Cardiovascular disease involves the heart and blood vessels, therefore it is also known as "heart disease." The most common conditions associated with it include heart attack, stroke, arrhythmia — which is irregular heart beat — and heart valve problems.
If you have heart disease, here are three things you should avoid in order to live a longer, healthier life:
1) Don’t smoke, and don't let yourself be exposed to secondhand smoke.
According to the National Institutes of Health, “smoking harms nearly every organ in the body, including the heart, blood vessels, lungs, eyes, mouth, reproductive organs, bones, bladder, and digestive organs.”
When people inhale the toxic chemicals either by smoking directly or inhaling it through secondhand smoke, it damages the blood vessels, increasing the risk for plaque buildup in the arteries.
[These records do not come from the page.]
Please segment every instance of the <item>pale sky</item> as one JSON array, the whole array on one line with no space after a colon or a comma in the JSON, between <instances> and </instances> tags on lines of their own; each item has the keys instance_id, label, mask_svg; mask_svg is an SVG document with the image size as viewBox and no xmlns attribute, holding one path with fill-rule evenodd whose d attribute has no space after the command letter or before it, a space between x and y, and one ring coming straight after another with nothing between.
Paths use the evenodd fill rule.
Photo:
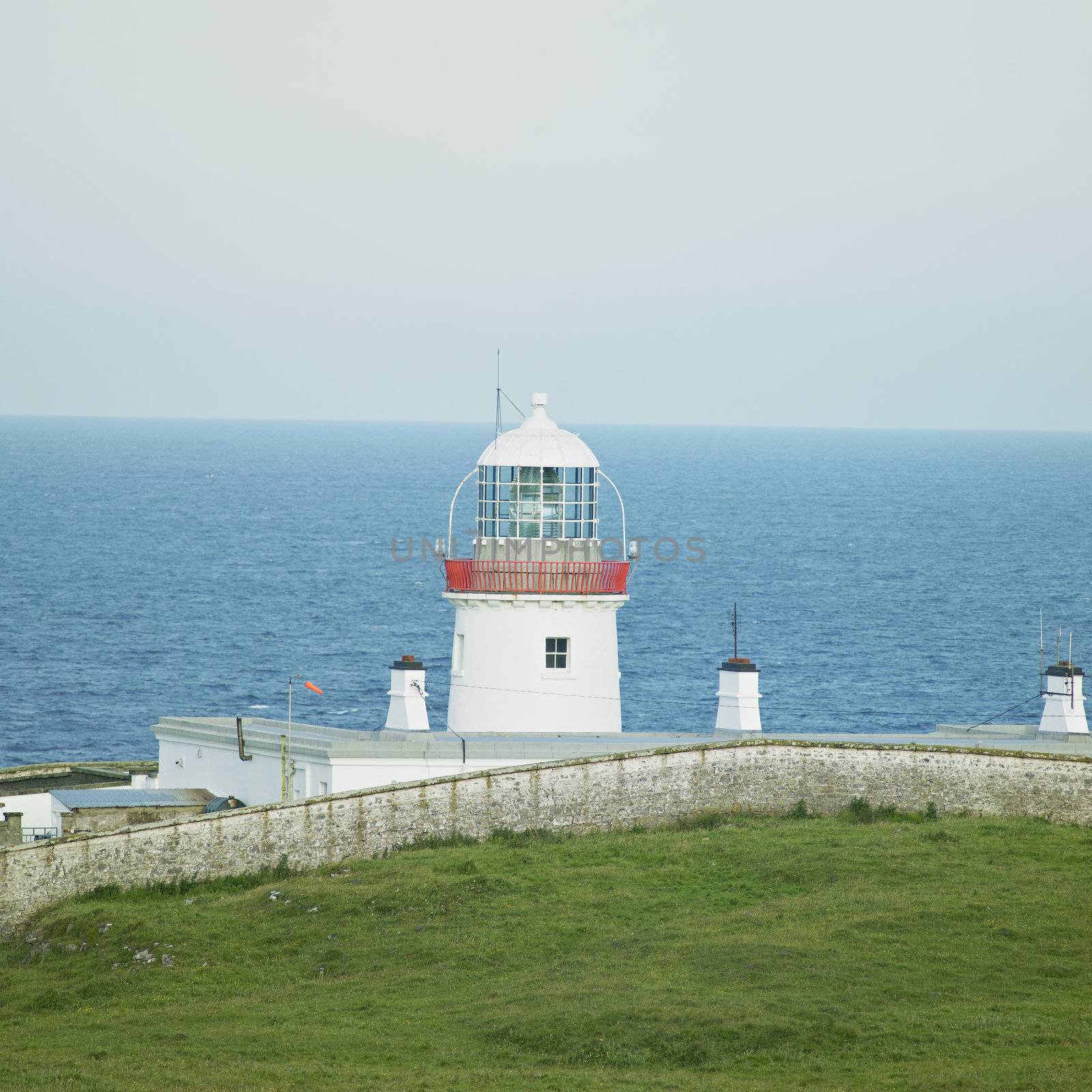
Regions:
<instances>
[{"instance_id":1,"label":"pale sky","mask_svg":"<svg viewBox=\"0 0 1092 1092\"><path fill-rule=\"evenodd\" d=\"M0 414L1092 428L1089 0L0 17Z\"/></svg>"}]
</instances>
This increases the risk for high blood pressure, high cholesterol, stroke and heart attack.
The toxins in smoke can also weaken the muscles of the heart. Here again, it increases the risk for high blood pressure and heart attack. It also raises the risk for arrhythmia.
Work with your health care provider, or call your insurance provider, to take part in a smoking cessation program. There are medications that can help, as well as the ever-popular nicotine patches and gum.
2) Don’t become overweight or obese.
With more than 1/3 of the United States classified as obese, it is important to note that all that extra fat tissue increases the risk for heart attack, heart failure, and early atherosclerosis development in the arteries. This can lead to high blood pressure and high cholesterol.
Obesity also increases the risk for diabetes and problems with insulin. These are conditions also associated with worsening heart disease outcomes.
Talk with a nutritionist or holistic health practitioner for help with making healthy food choices, or to create an eating plan that fits your needs for a healthier lifestyle. In addition, focus on regular exercise, avoiding sugary drinks like soda, and skip the high-sugar/empty-calorie snacks like chips, bagels, cereal and yogurt.
3) Don’t become diabetic.
As mentioned above, obesity, diabetes and heart disease all seem to be tied together. Type 2 diabetes occurs when too much blood sugar, or glucose, is floating around in circulation.
Initially the body attempts to compensate by overproducing insulin, leading to insulin resistance. Eventually, insulin production decreases as the disease process worsens, until a diabetic must take insulin medication.
According to the National Institutes of Health, “adults with diabetes and are two to four times more likely to have heart disease or suffer a stroke than those without diabetes.”
Focus on prevention by keeping your weight, exercise and eating plan in check, and have regular blood sugar checks by your health care provider in order to track your numbers and see if they are trending upwards.
More people are afraid of cancer than cardiovascular disease, yet cardiovascular disease is the leading cause of death for men and women. It is much more serious than many people realize.
Good health should be the priority of the population of the United States. Do not be a statistic. Instead, focus on reducing risks, in order to live a long, disease-free life.
1) American Heart Association. (2014). What is Cardiovascular Disease?
2) Apovian, C, and Gokce, N. (2012). Obesity and Cardiovascular Disease.
3) Centers for Disease Control and Prevention. (2015). Heart Disease Facts.
4) Centers for Disease Control and Prevention. (2015). Adult Obesity Facts.
5) National Institutes of Health, National Diabetes Education Program. (2007). The Link between Diabetes and Cardiovascular Disease.
6) National Institutes of Health, National Heart, Lung, and Blood Institute. (2015).